August 6th, 2011 at 11:40 pm
Specifically, and as you are undoubtedly aware, there are many short sales that were in the process of approval at the time SB 458 passed, but which have not yet actually closed. In many of those cases, the bank’s approval was conditioned upon the seller bringing in money to close the deal or signing a promissory note in the bank’s favor. Of course, in deals covered by SB 458, such additional contributions are not allowed. So, how should those deals be handled now? We are hearing from escrow that many agents are telling them to ignore the extra money or note requirement, and just close the deal without it. Our escrow officers are specifically being told that, since the law prohibits the collection of these monies, no discussion with the bank is necessary. Rather, we can just close and the bank will not be allowed to pursue the seller for any more money.

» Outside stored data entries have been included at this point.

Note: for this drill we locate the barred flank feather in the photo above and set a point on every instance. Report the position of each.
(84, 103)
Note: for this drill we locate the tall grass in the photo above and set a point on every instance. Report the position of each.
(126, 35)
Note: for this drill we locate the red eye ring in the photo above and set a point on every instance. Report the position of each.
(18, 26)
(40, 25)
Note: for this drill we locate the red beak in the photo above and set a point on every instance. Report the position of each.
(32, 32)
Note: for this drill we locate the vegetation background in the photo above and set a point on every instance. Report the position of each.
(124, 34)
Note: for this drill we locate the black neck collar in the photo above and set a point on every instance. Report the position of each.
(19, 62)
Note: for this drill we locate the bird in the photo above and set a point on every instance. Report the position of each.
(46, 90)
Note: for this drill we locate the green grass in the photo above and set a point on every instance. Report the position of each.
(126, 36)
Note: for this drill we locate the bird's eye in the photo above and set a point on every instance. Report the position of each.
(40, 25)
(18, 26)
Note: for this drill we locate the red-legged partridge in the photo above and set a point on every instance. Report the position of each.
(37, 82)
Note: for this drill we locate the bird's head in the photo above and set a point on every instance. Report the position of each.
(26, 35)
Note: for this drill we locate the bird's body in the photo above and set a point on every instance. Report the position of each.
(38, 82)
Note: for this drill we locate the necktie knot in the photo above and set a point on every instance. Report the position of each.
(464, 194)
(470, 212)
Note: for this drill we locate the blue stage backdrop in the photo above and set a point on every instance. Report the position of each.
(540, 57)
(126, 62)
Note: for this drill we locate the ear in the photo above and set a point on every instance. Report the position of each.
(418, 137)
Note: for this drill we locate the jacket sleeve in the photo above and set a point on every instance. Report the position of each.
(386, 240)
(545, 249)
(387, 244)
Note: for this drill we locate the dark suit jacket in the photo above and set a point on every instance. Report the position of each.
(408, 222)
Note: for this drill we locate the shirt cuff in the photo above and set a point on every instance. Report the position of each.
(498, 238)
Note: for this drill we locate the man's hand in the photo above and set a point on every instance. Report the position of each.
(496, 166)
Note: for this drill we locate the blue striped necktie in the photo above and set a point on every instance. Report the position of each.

While this position may ultimately be right, please be aware that this is not how we should proceed. Rather, the bank should be contacted and a new approval letter and HUD should be received. We cannot ignore the lender and assume they will do the right thing. And, we cannot assume the bank knows the law and risk having a lawsuit, even a bad one, filed against our client. So contact the negotiator on your short sales and make sure they understand how SB 458 changes things for them. When you get a new approval and HUD with no extra money or note on it, you can proceed to close your escrow without any risk to your seller. Of course, that is always our goal.